Would you believe horses take to driving faster than riding, because they aren't dealing with rider interference?


----------



## michaelvanessa (Apr 25, 2012)

*breaking retraining*



kateortamar said:


> I have a 18 year old mare who is back sore. I am pretty light and can ride her but I can't do more than trot because she gets sore and she is off balance. I have never driven but I always wanted to learn. I wonder if she would be able to be retrained.

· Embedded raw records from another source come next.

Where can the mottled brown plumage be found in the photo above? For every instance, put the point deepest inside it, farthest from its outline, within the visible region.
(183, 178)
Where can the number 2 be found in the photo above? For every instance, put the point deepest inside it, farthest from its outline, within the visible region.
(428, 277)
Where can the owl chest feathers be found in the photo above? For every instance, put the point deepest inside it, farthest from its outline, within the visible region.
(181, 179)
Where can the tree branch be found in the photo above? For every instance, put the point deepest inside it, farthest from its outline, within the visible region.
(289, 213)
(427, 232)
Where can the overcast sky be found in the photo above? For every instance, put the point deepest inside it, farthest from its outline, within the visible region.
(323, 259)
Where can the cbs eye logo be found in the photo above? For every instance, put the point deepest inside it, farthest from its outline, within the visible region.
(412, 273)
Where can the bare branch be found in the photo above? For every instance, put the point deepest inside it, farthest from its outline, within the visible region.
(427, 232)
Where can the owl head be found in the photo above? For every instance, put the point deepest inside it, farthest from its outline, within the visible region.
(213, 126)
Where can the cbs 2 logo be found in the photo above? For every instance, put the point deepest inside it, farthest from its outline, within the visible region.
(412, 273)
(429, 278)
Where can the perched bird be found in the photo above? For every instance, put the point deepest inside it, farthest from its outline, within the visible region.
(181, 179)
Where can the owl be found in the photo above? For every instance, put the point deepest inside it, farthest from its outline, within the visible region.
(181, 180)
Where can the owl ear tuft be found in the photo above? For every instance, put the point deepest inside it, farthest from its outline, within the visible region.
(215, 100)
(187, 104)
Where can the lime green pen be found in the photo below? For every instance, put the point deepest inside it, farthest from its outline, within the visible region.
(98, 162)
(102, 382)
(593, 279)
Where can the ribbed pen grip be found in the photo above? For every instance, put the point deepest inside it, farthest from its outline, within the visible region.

 no as long as you take your time.
the main rule of thumb is walk before you run start by long reining (long lines) lunging get your horse listening to you and reward him her when she has done well and allways leave a lesson on a good note as your horse will rember the good times.
and if you have a harness lunge your horse with a bit of harness at a time the saddle then the backstrapand crupper then the briching then the collar and races you can attach thm to the briching straps and your horse can feel the briching on her quaters.
and can feel the collar.
michael.


----------



## kateortamar (Sep 11, 2011)

Would the back soreness be worsend by driving? I figure not.


----------



## charming (Aug 21, 2012)

Not if your cart is well balanced and your harness well adjusted. There is very little weight on the horse's back if your cart is well balanced and size appropriate


----------



## G8tdh0rse (Aug 14, 2012)

I have one already trained to ride too. Is it easier if they already know how to be ridden or harder? 
How about gaited horses? Is there any problem with driving a gaited horse. I can't see that there would be. She is well set in gait and does her paso llano instead of a trot.


----------



## michaelvanessa (Apr 25, 2012)

*gaited horse*



G8tdh0rse said:


> I have one already trained to ride too. Is it easier if they already know how to be ridden or harder?
> How about gaited horses? Is there any problem with driving a gaited horse. I can't see that there would be. She is well set in gait and does her paso llano instead of a trot.


 hiya there should not be any problems at all you mite beable to slow her down slighley to work and build her mussles up rule of thumb go steady on the highway as not to cause concusion of the feet and i wish you a long and happy time driveing.


----------